Itulah mengapa di bulan puasa kita diperintahkan untuk meningkatkan kualitas ibadah, seperti berdoa, membaca Al-Qur'an, berzikir, melakukan amal kebaikan dan segala aktivitas yang mendekatkan diri kepada-Nya. Dengan melakukan ibadah-ibadah ini secara khusyu' dan ikhlas kita dapat memperkuat ikatan spiritual dengan Allah SWT.

Artinya, tujuan puasa bukan hanya sekedar menahan diri secara fisik, tetapi juga menguji dan melatih kesabaran, pengendalian diri, dan kekuatan spiritual kita. Ketika nafsu ini sudah melemah maka yang akan mendominasi adalah kebersihan spiritual, penguatan nafsul mutmainah. 

Jika hati dan jiwa telah dipenuhi dengan nafsul mutmainah, akan tercermin dalam perilaku dan karakter seseorang. Ketika hati sudah bersinar, sinarnya akan terpancar melalui di wajah (pasuryan), seperti matahari yang memancarkan cahayanya. Ini sebabnya, puasa memiliki pengaruh besar baik secara fisik maupun mental.

Ketika malam hari bertemu dengan Allah melalui shalat tarawih, jiwa mereka sudah sepenuhnya terkoneksi dengan dimensi spiritual, memungkinkan mereka untuk beribadah dengan khidmat. Maka aktivitas tarawih yang intens dan sering seperti itu seharusnya menjadi momen yang sangat memuaskan dalam hubungan spiritual dengan Allah SWT. Mengapa demikian? Karena selama siang hari, nafsu kita sudah ditundukan dengan puasa sehingga yang mendominasi adalah kebersihan spiritual. Kebersihan spiritual inilah yang memungkinkan mereka untuk lebih mendekatkan diri kepada Allah SWT. Oleh karena itu, orang yang melaksanakan shalat tarawih seharusnya merasakan kedalaman spiritualitasnya, dan itulah sebabnya perlu menjaga diri saat berbuka puasa agar nafsunya tetap terkendali.

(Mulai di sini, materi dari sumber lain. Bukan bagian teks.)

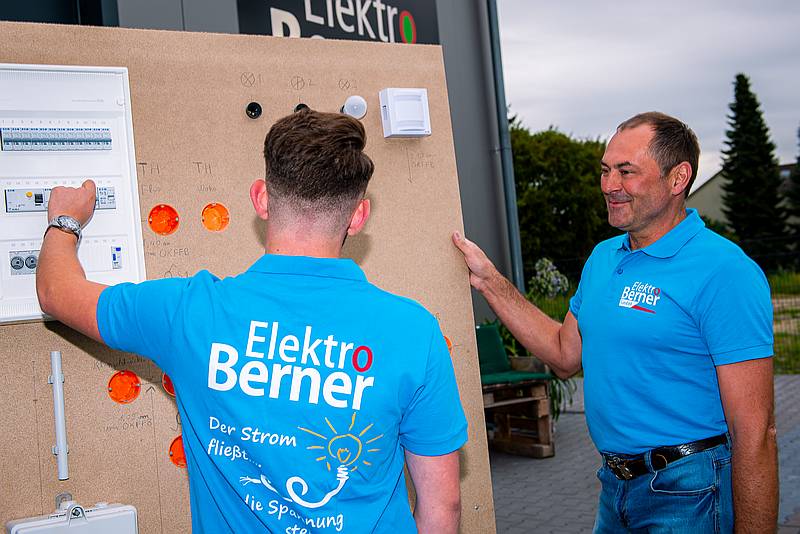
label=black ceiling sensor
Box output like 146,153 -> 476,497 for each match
244,102 -> 263,119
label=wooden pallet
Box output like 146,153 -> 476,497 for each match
483,381 -> 555,458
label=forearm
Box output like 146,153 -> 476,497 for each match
732,427 -> 778,534
478,273 -> 580,377
414,501 -> 461,534
36,229 -> 105,341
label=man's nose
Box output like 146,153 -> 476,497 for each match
600,170 -> 622,193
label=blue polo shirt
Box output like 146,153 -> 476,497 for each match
570,209 -> 773,454
97,255 -> 467,534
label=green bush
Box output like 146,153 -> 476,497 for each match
767,271 -> 800,295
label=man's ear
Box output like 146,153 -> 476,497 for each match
250,178 -> 269,221
347,198 -> 370,235
669,161 -> 692,196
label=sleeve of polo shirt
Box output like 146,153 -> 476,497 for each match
97,278 -> 191,367
695,257 -> 773,365
400,317 -> 467,456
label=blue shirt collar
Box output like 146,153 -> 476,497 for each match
620,208 -> 706,258
248,254 -> 367,282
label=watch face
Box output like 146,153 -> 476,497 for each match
56,215 -> 81,232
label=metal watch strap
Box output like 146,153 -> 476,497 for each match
45,215 -> 82,241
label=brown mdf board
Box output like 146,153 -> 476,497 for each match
0,23 -> 495,534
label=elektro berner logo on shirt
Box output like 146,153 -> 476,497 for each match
619,282 -> 661,313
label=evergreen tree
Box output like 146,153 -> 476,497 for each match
722,74 -> 789,270
786,128 -> 800,246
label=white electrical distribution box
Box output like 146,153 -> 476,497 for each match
380,88 -> 431,137
0,64 -> 145,323
6,501 -> 139,534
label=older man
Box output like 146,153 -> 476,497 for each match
453,112 -> 778,533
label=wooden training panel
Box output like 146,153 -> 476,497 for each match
0,19 -> 495,534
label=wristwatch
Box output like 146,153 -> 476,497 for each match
45,215 -> 81,240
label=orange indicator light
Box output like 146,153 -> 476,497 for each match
169,436 -> 186,467
161,373 -> 175,397
203,202 -> 231,232
108,371 -> 142,404
147,204 -> 180,235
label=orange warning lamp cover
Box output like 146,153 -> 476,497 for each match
169,436 -> 186,467
147,204 -> 180,235
108,370 -> 142,404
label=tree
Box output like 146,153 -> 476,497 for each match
511,118 -> 618,280
722,74 -> 788,270
786,128 -> 800,247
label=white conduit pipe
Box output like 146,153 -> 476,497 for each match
48,350 -> 69,480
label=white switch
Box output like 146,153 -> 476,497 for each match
380,88 -> 431,137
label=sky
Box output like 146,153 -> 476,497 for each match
497,0 -> 800,193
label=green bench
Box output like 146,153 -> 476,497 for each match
475,323 -> 555,458
475,323 -> 550,386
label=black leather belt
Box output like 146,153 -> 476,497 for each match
603,434 -> 728,480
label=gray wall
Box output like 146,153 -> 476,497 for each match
436,0 -> 511,323
112,0 -> 511,323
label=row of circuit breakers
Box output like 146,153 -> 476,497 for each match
0,64 -> 431,324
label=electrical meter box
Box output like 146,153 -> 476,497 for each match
6,502 -> 139,534
0,64 -> 145,324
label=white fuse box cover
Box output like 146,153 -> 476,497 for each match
6,503 -> 139,534
0,64 -> 145,324
380,88 -> 431,137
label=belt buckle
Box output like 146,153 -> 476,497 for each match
606,456 -> 633,480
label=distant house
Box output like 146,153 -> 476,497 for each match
686,163 -> 797,224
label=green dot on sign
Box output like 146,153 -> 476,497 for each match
400,11 -> 417,43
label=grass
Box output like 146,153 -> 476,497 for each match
773,334 -> 800,375
524,286 -> 800,374
767,271 -> 800,295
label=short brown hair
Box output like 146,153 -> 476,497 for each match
617,111 -> 700,197
264,109 -> 375,216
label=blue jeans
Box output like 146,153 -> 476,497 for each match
594,444 -> 733,534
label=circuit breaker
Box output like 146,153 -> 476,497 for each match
0,64 -> 145,323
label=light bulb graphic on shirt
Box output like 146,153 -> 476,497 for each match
239,413 -> 383,508
297,413 -> 383,472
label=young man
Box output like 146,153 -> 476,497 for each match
453,112 -> 778,534
37,110 -> 466,534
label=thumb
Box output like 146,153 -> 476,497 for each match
452,232 -> 467,254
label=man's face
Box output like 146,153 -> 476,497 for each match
600,124 -> 672,233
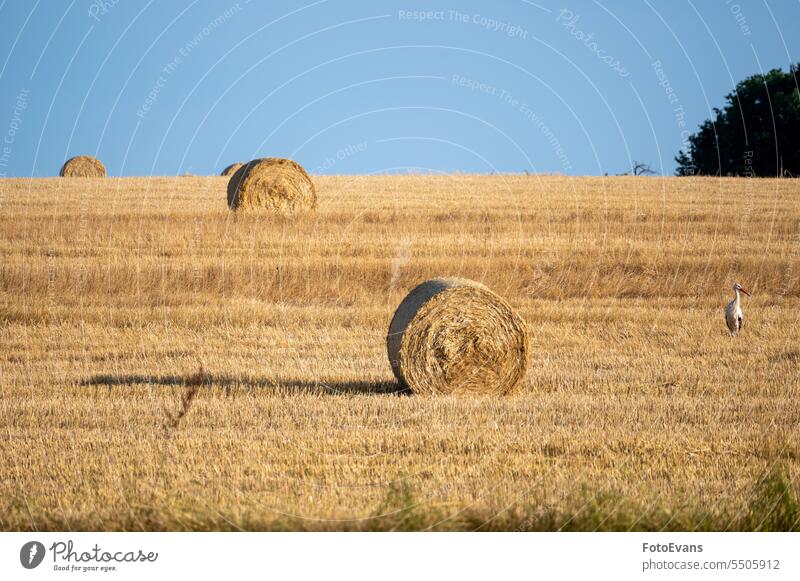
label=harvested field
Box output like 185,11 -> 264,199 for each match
0,175 -> 800,530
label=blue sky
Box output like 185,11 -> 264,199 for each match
0,0 -> 800,176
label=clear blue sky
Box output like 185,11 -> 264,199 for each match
0,0 -> 800,176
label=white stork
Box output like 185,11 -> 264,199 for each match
725,282 -> 750,336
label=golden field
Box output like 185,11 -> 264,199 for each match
0,175 -> 800,530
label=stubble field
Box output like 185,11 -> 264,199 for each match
0,175 -> 800,530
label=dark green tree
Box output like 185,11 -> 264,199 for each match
675,65 -> 800,176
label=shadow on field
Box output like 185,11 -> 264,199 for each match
81,373 -> 409,395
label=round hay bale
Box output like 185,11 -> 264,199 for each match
219,163 -> 244,177
58,155 -> 106,178
228,157 -> 317,214
386,278 -> 530,395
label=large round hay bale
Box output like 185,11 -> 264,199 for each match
386,278 -> 530,395
58,155 -> 106,178
219,162 -> 244,177
228,157 -> 317,214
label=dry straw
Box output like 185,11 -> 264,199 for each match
386,278 -> 530,395
58,155 -> 106,178
219,163 -> 244,177
228,157 -> 317,214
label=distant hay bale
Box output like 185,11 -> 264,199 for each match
219,163 -> 244,177
386,278 -> 530,395
58,155 -> 106,178
228,157 -> 317,214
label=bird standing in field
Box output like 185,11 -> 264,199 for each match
725,282 -> 750,335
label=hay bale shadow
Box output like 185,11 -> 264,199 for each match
80,373 -> 410,395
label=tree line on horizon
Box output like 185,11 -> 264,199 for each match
675,64 -> 800,177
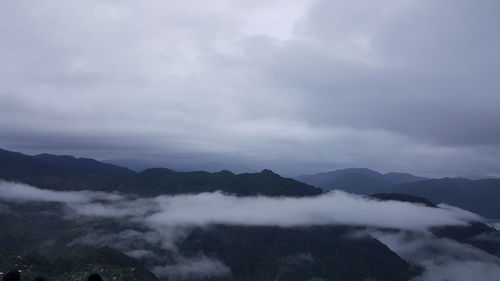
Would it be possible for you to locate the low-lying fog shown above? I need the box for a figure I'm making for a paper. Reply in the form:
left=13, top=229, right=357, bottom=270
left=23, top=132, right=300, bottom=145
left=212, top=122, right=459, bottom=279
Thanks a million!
left=0, top=179, right=500, bottom=281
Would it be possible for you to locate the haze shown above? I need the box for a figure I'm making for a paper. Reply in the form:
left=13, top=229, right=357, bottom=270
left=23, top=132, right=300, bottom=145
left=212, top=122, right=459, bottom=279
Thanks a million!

Selain itu, memperbanyak sedekah (taktsir al-shadaqat) agar membawa manfaat sosial bagi lingkungan sekitar. Dengan demikian puasa melatih rasa empati, persaudaraan, kepedulian, dan belas kasih terhadap sesama, sehingga di akhir Ramadan diharapkan tercapai derajat ketakwaan yang sebenar-benarnya. Wallahu a’lam bishawab. (*)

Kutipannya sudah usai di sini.